Peter Walsh, an old and close friend of Clarissa’s, has returned to England after five years in India, and comes to visit her. Peter Walsh once loved Clarissa, but she had refused to marry him. Clarissa introduces Peter to her daughter Elizabeth.
Elizabeth is 17 years old, and has an older friend and tutor named Doris Kilman. Elizabeth goes to lunch with Miss Kilman. Miss Kilman is poor and physically unattractive, and resents the upper-class Mrs.Dalloway. Miss Kilman is a desperate and fanatically religious woman, who wants to take Elizabeth away from her mother, but conceals her feeling under the guise of religiosity and strident charity.
Septimus Warren Smith commits suicide the same day that Mrs. Dalloway is giving her dinner party.
Sally Seton, a good friend of Clarissa’s whom she has not seen for years, unexpectedly appears at Clarissa’s dinner party. Sally Seton is now Lady Rosseter, and has five sons.
Peter and Sally talk at the party, and Sally wonders if Clarissa is happy. Peter admits that he could never love anyone else as he had loved Clarissa, and as the novel ends he realizes that he feels an extraordinary excitement at seeing her.
Clarissa Dalloway as a character in the novel is upper-class and conventional. She knows her life is shallow; her former lover Peter Walsh had called her the perfect hostess. She feels that her only gift is in knowing people by instinct.
Clarissa is unsure about her daughter’s love for her. She is also unsure about her own feelings toward her husband Richard, and toward her former fiancé Peter Walsh. Her feelings toward Peter are ambivalent; she had loved him, but he had not offered her stability or social standing. She regards Peter as a failure, and it is because he knows this that he bursts into tears when he meets her. She kisses him, and comforts him. Clarissa had refused to marry Peter because of his self-centered unconventionality. She had married Richard, because he was dependable and represented security and stability.
Clarissa loves success, hates discomfort, and has a need to be liked. She is attracted to both men and women (she had fallen in love with her former friend Sally Seton).
Clarissa has had a recent illness, and takes an hour’s rest after luncheon. She thinks about death.
A theme of the novel is the conflict between conventionality and unconventionality. Clarissa chooses conventionality, rather than following her true feelings, and is left empty and unsure of herself. Peter Walsh chooses unconventionality, and is left feeling aimless and unsuccessful. Septimus Warren Smith commits suicide to escape being crushed by the forces of conventionality. The novel is in part a critique of the shallowness and superficial conventionality of upper-class English society.
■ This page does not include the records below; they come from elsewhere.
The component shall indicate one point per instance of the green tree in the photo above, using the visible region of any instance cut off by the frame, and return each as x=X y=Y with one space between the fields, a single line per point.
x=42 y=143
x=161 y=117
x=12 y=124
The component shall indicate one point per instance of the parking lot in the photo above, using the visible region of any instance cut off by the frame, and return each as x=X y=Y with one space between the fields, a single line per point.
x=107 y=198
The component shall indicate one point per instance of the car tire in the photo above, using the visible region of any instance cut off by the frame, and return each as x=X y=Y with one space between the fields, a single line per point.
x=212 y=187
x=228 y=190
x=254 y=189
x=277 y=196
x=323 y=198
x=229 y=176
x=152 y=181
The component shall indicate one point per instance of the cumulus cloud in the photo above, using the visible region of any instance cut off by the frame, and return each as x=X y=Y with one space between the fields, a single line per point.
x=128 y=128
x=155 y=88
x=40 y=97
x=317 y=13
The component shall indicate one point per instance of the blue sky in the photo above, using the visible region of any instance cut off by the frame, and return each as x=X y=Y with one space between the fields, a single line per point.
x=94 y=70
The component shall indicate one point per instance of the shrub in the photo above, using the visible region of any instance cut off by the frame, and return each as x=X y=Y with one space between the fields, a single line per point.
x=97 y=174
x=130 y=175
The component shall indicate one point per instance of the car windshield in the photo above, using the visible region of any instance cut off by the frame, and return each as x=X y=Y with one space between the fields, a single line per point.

Another theme of the novel is that the thoughts of individuals are connected in a way that transcends their separation or alienation. Woolf uses a stream-of-consciousness technique to connect the thoughts of her characters. The novel is a continuous narrative, not divided into chapters or sections, although Woolf noted some of the shifts in time or scene by a short blank space in her manuscript. The thoughts of characters such as Mrs. Dalloway and Septimus Warren Smith are connected by external events in the world, such as the sound of a motorcar, or the sight of an airplane in the sky, or the sound of the Big Ben clock as it strikes the hour. Woolf shows that the thoughts of individuals can be connected in a way that reveals a unity in human existence, an exciting world of possibility.